Deixar os padres da Fraternidade de fora das associações para ter uma maioria de leigos no conselho tinha como objetivo evitar uma situação em que os padres recebessem ordens para ceder o controle de uma propriedade ao bispo diocesano, ou mesmo a "Roma" (ou seja, ao homem que Dom Lefebvre pretendia reconhecer como papa).
As associações americanas foram organizadas segundo esses princípios por um consultor jurídico de Long Island que fora um apoiador de Dom Lefebvre por muito tempo. Embora devotado, esse gentleman não era especialista em sociedades, e sua incompetência trouxe alguns problemas fiscais graves com o IRS.
Após enfrentar sérios problemas com leigos que queriam dirigir as finanças das igrejas atendidas pelo clero da FSSPX (na Virgínia, Flórida, Texas e Califórnia), eu propus, ao contrário, que padres da FSSPX dirigissem ex officio as associações que detinham as diversas igrejas na América. Redigi uma estrutura jurídica com esse propósito e tentei implementar um programa para fazer esses princípios serem adotados. No entanto, o jurista que estabelecera as associações "Amigas" com a maioria laica reclamou que eu estava invadindo seu trabalho e resistiu.
Mas por volta de 1980, Dom Lefebvre (talvez inspirado por esse mesmo jurista) nos fez saber que os padres da Fraternidade não deviam estar envolvidos nas associações que detinham as propriedades. Portanto, informamos nossos fiéis no Michigan, Iowa e Pensilvânia que desejavam comprar igrejas que deveriam formar suas próprias associações de leigos e que não poderíamos nos envolver nisso.

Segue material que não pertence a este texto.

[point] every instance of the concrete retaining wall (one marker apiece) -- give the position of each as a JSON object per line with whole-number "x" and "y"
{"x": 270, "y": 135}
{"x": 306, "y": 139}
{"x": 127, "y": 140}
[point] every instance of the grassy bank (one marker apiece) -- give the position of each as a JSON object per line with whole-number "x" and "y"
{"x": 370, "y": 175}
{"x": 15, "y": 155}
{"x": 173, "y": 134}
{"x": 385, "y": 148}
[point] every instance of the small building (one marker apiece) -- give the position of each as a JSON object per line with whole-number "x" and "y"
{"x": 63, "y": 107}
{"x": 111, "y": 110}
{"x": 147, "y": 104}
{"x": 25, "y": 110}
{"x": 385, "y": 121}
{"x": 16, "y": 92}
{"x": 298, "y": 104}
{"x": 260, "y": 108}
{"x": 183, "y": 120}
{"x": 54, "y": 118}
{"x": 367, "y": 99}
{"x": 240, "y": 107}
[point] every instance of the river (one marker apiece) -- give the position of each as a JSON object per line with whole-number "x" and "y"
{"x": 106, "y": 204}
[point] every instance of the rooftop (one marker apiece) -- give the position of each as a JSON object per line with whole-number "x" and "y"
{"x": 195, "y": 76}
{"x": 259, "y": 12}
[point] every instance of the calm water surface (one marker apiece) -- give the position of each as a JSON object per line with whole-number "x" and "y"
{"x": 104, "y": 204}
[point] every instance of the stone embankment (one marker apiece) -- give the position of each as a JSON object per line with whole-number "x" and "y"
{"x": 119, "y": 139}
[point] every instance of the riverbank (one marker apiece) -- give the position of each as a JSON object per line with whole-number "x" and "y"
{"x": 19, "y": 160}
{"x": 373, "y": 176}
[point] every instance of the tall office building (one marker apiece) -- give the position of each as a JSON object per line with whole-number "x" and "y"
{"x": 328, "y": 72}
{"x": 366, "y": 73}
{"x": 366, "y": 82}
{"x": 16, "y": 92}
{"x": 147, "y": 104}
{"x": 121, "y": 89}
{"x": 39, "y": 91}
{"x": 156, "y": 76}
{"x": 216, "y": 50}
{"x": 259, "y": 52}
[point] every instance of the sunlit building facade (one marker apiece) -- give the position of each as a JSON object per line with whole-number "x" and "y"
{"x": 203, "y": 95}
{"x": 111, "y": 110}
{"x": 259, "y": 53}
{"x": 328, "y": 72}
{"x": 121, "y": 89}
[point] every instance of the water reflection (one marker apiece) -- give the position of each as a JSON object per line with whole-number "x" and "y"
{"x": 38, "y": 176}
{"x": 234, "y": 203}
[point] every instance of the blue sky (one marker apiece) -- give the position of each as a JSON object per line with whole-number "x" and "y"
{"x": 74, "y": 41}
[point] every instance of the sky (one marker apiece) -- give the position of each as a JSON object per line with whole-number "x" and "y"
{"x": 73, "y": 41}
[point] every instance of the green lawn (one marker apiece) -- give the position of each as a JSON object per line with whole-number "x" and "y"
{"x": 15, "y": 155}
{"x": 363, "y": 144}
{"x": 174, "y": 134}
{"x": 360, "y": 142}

Então, no final de 1982, o vento virou novamente. Agora, indicou-se que os superiores da Fraternidade deveriam controlar as associações que detinham as diversas propriedades. Associo essa mudança à eleição do padre Franz Schmidberger como sucessor de Dom Lefebvre à frente da FSSPX.
Assim, no início de 1983, recebi a visita do Tesoureiro Geral, o padre Bernard Fellay, que estava extremamente impaciente para que a mudança de direção das associações ocorresse o mais rápido possível. O Superior Geral deveria, de fato, controlar tudo.
Naquela época, alguns problemas maiores apareceram na Fraternidade. Concluí que a visita do padre Fellay era uma maneira de preparar uma purga iminente, a qual, naturalmente, deveria me incluir. Percebendo isso, não tomei nenhuma medida em relação às associações e deixei-as como estavam, com seus estatutos e dirigentes da época.
Em resumo, Dom Lefebvre não tinha nenhuma política coerente sobre o controle das propriedades quando eu pertencia à sua organização. Ele mudava constantemente esse assunto, assim como fez em todos os outros domínios.
Mas mesmo que Dom Lefebvre e os Estatutos da FSSPX tivessem estabelecido "regras" sobre a propriedade das igrejas, nenhuma teria sido obrigatória de qualquer forma. O arcebispo era um bispo aposentado que dirigia uma organização que não tinha nenhuma existência canônica. Nem ele, nem sua organização possuíam qualquer autoridade canônica para impor algo a quem quer que fosse.